# Kelly Criterion In Practice Part 2

In part two of this series, we dive into more tests and conclusions of the evaluation of the Kelly Criterion for portfolio management.

As a continuation to Kelly Criterion in Practice Part 1 we dive into more tests and conclusion of the evaluation of the Kelly Criterion for portfolio management.

**Trial #2.** The performance improvement of the portfolio made me wonder how a group of investments with similar Expected Returns (all 20%) but different payoff structures would look (see below).

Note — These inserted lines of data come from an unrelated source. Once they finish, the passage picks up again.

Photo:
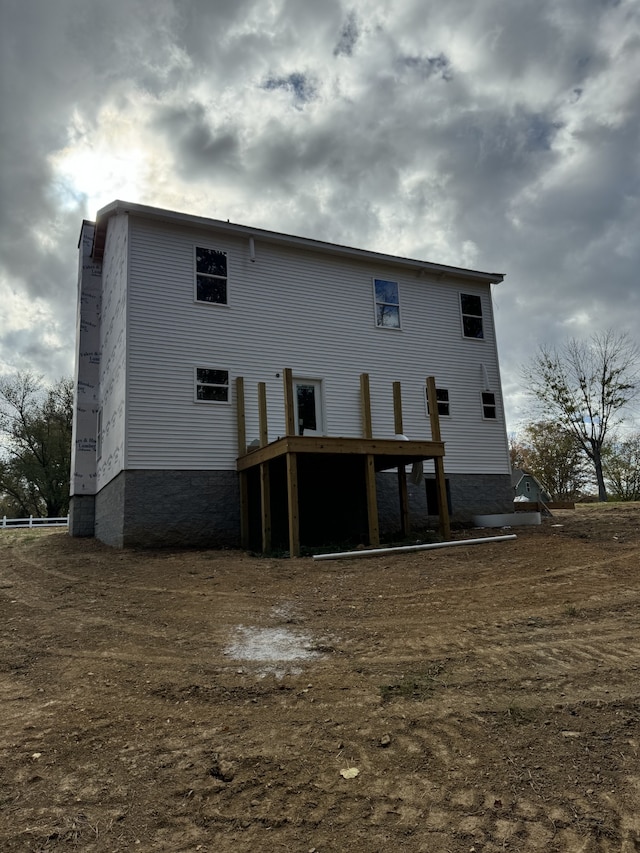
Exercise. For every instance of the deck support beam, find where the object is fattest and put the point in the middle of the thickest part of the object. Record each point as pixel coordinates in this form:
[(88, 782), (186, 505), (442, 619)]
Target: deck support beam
[(405, 523), (265, 479), (242, 475), (441, 484)]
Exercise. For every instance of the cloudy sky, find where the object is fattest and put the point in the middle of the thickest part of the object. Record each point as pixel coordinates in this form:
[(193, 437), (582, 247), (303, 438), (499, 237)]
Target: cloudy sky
[(502, 135)]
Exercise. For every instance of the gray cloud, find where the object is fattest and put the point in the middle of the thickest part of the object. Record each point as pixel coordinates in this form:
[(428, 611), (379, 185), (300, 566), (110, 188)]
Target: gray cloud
[(348, 36), (299, 84), (502, 135)]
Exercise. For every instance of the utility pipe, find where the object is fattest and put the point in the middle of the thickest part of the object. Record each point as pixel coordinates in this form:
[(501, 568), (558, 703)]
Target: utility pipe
[(378, 552)]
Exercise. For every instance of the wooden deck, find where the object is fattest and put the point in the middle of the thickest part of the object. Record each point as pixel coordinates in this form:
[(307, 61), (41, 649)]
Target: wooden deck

Here we see that neither the Uncorrelated or Correlated portfolio includes Investment #3 because it is severely impacted by its 90% chance of complete loss even though its expected return is 20% like the others. Investment #1 is favored by a wide margin because it has the lowest probability adjusted chance for loss of 15% (50% loss * 30% probability) versus 32% for Investment #2 (40% loss * 80% probability) versus 90% for Investment #3 (100% loss * 90% probability). In this case, the Kelly bet did a very good job of constructing the portfolio. This makes sense because the problem with the Kelly Formula for portfolio management is that it looks at each bet individually. We allowed the Kelly Formula to work individually by making all of the investments have the same Expected Return of 20%.

One of the most interesting outcomes of the second portfolio trial is that the CAGR of the Correlated Portfolio is 8.0%. That is lower than the 9% attained we could get from just betting the Kelly Bet of 80% in Investment #1 and holding the other 20% in cash. In this case, the best result is not a portfolio. I believe this is an important caveat in portfolio construction and should make cash an option for any portfolio. So instead of 3 Investments, you would always have 4 because cash may be a better option in certain circumstances.

**Lessons Learned.** So what have we learned from this analysis:

-Kelly bet size alone is not sufficient to determine position size

-Expected Return alone is not sufficient to determine position size

-Investment correlation has a large bearing on position size

-Probability Adjusted Chance for Loss has a large bearing on position size (Probability * Potential Loss)

-Cash is a legitimate option even if it has a 0% expected return

**Ultimate Solution.** The ultimate solution requires incorporation of research's scenarios analysis, correlation amongst assets, and picking the array of position sizes that maximizes long-term geometric expected return. The first step is to forecast thousands of arrays of returns for each investment based on its probability weighted scenario analysis resulting from your analyst's research. Next, choose the one set of arrays from the thousands generated which most closely matches the correlation statistics for each asset and the portfolio. Finally, use the best set of arrays to interpolate the bet size for each investment that maximizes portfolio return (if someone knows of a closed-form way of producing the array of position sizes please let me know).

Problems with the Ultimate Solution.

-Forecasting payout streams that have inter-correlation is very difficult. They could be calculated with historical correlations but that would suggest that future correlations will be the same as the past. The firm could forecast correlations but that is complicated and may be too much to ask from an operational perspective.

-The arrays are constructed at random which causes them to change with each iteration. This could cause unnerving degrees of variance in optimal position sizes depending on the randomized set of arrays. For instance, you could see that the optimal position size for IBM is 4.3% one minute, have nothing change, and the optimal position size move to 4.6% because the random array being selected has changed. My guess is the arrays would have to be stabilized until the addition of a new asset or research is updated. There is some work being performed by Sam Savage to standardize arrays.

-An optimization function is required to incorporate time horizon, liquidity, gross and net exposure, sector exposure, analysis confidence, etc. Certainly not an insurmountable hurdle, but could pose pitfalls.

**Conclusion.** Alpha Theory has tackled the problem in a straightforward way that accomplishes much of the task of position sizing described above. As we showed in Trial #1, Expected Return is a good predictor of position size in situations where there is variance in Expected Return. The predictive power is greatly enhanced by adjusting for the probability-weighted chance for loss (loss * probability of loss) which Alpha Theory does. The result is position sizing that is close to optimal position sizing (non-correlated). Lastly, because Alpha Theory is a linear function, it gives stable results and can scale position size to control for minimum and maximum position size, return parameters, liquidity, market correlation, time horizon, sector exposure, portfolio exposure, etc. Alpha Theory represents the best solution by providing most of the benefits of the complex ideal while still maintaining practicality for everyday use. At a bare minimum, it is light-years ahead of what most money managers are doing today!